◆ 県内耕作面積の92%が水田という穀倉地帯・滋賀
日本列島のほぼ中央部、東日本と西日本、日本海側と太平洋側を結ぶ接点ともいえる位置に日本一大きな湖・琵琶湖で知られる滋賀県はある。古くは淡海とよばれた琵琶湖周辺には、古代から東海道・中山道・北国道が通り、その脇道・里道が湖から山々へと縦横に通じながら発達し、中世以降の商業活動や市場の形成に大きな役割を果たしてきた。また、西暦645年に蘇我入鹿を倒して「大化の改新」をなしとげた中大兄皇子が、668年に即位して天智天皇となり、日本で最初の法律「近江令」を制定したのが大津京(大津市)であったように、日本の歴史に深く関わっている地域でもある。
滋賀県は県内面積の1/6を占める琵琶湖を中心に、緑豊かな鈴鹿、伊吹、比叡の山々が県境連なり、その間に山々から琵琶湖に注ぎ込む大小約460本の河川によってつくられた肥沃な平野部が広がっている。こうした恵まれた自然環境によって、古くから稲作を中心とする農業が営まれ、京阪神への食料供給基地としての役割を果たしてきた。
滋賀県の農業は近江牛などで畜産も知られているが、県内耕作面積の92%が水田、農業粗生産額の64.5%がコメというように稲作が中心となっている。いま滋賀県では、行政とJAグループを中心に「近江米ECOライス戦略」に取組んでいる。

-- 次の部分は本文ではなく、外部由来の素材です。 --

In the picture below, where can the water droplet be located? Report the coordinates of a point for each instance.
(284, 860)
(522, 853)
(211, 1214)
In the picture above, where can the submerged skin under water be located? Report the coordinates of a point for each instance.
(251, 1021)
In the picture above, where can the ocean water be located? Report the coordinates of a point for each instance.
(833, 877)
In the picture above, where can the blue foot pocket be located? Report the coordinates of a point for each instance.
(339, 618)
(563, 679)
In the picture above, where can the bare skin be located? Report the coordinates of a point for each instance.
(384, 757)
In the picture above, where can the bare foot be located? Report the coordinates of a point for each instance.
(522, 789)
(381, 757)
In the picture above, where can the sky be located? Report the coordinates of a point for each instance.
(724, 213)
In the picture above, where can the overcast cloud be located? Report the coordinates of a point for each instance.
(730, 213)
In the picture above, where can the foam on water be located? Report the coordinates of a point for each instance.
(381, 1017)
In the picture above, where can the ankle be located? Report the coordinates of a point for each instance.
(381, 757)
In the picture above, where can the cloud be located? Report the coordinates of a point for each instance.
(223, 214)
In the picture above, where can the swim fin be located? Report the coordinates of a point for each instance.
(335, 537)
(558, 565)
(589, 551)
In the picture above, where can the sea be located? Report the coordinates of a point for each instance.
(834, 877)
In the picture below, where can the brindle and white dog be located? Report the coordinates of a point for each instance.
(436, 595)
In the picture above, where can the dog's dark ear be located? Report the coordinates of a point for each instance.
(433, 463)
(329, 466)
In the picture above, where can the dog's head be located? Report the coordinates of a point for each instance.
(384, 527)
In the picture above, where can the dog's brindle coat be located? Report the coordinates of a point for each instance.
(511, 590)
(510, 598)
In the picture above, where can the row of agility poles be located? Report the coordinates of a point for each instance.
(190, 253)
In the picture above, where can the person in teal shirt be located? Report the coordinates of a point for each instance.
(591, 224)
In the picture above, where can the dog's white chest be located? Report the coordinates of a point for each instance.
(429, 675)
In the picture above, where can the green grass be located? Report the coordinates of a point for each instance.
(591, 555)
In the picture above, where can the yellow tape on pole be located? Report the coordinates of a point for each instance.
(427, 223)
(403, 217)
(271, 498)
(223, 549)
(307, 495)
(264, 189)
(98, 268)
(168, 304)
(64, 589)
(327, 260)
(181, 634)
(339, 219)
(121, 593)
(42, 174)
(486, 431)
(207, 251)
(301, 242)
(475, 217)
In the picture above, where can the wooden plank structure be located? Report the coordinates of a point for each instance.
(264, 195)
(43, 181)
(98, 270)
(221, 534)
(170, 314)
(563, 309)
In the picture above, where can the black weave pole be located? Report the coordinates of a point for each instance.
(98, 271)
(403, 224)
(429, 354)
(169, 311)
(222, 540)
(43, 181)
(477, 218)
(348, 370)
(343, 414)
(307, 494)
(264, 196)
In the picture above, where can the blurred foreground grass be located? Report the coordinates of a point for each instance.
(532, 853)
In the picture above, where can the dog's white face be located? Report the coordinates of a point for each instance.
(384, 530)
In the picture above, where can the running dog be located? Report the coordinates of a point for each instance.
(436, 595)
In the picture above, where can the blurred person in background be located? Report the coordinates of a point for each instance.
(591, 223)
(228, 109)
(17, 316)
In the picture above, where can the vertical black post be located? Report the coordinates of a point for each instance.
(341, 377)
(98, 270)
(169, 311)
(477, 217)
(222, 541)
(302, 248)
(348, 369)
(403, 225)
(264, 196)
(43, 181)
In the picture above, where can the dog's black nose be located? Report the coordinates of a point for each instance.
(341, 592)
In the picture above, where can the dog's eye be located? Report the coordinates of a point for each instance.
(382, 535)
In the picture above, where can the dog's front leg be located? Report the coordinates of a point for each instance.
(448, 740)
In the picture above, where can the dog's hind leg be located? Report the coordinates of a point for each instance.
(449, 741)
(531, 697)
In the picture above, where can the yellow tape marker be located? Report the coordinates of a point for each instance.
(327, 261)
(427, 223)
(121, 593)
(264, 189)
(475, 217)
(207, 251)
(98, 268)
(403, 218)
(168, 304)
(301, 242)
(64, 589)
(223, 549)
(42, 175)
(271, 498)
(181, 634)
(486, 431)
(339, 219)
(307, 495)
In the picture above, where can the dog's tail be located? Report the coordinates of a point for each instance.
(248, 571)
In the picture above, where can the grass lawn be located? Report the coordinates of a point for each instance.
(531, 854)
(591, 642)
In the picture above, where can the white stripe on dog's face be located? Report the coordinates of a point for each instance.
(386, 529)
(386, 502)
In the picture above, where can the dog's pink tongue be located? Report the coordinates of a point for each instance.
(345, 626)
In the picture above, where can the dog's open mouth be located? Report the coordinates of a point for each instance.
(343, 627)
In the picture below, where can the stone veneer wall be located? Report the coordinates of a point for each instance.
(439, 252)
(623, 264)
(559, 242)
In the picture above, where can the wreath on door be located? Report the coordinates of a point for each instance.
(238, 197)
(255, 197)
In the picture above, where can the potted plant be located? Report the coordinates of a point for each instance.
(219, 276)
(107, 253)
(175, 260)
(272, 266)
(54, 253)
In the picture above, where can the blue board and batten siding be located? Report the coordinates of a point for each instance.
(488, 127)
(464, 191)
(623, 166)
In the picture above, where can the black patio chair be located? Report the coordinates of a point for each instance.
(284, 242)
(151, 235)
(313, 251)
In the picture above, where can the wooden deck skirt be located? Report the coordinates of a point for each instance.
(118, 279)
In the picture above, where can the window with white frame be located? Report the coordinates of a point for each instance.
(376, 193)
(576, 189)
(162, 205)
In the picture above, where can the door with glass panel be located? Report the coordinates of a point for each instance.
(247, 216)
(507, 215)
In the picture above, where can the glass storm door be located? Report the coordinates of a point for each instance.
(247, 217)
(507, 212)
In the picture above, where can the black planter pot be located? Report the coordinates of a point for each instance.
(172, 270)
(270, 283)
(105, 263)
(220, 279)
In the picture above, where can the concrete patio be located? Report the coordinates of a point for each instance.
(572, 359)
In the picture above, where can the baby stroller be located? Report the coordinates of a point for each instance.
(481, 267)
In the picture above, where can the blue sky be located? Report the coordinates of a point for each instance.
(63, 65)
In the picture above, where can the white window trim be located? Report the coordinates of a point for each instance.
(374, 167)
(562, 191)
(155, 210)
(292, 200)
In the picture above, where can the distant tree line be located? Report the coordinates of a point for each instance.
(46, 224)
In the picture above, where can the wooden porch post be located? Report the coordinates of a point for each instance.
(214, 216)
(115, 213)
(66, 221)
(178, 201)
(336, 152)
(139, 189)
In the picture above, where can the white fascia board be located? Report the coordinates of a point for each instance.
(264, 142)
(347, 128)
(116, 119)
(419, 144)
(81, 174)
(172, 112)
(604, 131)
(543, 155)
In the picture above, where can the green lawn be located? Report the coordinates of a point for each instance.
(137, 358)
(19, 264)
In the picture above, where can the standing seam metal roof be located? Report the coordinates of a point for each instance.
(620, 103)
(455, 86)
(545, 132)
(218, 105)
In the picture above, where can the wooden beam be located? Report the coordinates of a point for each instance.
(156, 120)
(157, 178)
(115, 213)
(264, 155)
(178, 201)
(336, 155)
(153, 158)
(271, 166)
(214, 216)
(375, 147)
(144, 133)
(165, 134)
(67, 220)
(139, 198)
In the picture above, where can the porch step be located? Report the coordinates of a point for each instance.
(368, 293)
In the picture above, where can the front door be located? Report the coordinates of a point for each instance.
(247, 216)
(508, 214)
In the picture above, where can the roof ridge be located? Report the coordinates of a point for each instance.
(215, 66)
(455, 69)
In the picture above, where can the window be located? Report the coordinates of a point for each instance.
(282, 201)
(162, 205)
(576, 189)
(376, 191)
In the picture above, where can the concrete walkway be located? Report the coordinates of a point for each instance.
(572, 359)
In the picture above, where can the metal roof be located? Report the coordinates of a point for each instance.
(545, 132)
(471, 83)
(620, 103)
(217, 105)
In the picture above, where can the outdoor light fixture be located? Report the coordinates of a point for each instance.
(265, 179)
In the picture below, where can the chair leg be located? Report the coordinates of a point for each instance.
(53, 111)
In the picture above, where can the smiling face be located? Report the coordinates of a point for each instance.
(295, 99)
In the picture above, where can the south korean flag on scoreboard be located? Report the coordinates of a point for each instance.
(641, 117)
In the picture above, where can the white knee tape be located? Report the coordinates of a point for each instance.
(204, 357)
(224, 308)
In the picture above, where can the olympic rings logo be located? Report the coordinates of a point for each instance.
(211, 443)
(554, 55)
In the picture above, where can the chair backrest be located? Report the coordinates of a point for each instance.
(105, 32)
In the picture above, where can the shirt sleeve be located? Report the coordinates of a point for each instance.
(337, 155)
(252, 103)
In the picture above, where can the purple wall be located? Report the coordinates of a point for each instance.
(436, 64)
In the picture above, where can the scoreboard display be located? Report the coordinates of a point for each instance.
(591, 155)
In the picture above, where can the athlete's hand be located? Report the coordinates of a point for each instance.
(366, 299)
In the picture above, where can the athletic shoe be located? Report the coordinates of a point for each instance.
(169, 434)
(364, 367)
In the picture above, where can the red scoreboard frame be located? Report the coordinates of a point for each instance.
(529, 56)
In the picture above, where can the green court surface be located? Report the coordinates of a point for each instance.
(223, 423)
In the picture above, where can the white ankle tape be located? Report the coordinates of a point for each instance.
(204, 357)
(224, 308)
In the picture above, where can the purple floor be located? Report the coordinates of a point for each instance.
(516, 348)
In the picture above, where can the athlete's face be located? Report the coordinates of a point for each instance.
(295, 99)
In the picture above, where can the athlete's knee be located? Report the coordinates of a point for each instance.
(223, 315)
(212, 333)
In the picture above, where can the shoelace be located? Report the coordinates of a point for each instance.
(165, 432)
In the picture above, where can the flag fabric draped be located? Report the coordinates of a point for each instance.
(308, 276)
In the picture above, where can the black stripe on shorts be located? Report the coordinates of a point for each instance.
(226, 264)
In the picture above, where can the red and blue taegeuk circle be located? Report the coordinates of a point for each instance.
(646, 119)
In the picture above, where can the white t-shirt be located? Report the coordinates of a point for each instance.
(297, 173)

ECOとは、Ecology(エコロジー)Cost-down(コストダウン)Oishii(おいしい)のことで、「土づくりにもとづく良食味米づくりを行い、徹底して食味を重視した環境調和型稲作に取組むこと」だと、近江米振興協会の総括指導員・山本良三さん。
目指すのは、タンパク質6.5%・水分15%・整粒歩合80%の「ピュア80」で、近江米振興協会は、良食味米栽培指針、CEや農業倉庫での保管管理を含めた品質チェックの徹底、良食味米・ピュア80の認証制度の実施など、良食味米づくりを支援している。
◆ CEとRCで県産米の半分を処理
環境に配慮した稲作としては、省化学肥料栽培の普及啓発、緩行性肥料の利用促進、農業系流出排水の削減に向けた流出防止装置の普及に取組んでいるが、肥料の流出を軽減する施肥田植機の普及率はすでに50%を超え全国のトップクラスだという。また、独自の防除基準にもとづく防除、農薬の適正使用の指導によって、10aあたり農薬費は全国平均の80%にまで削減されている。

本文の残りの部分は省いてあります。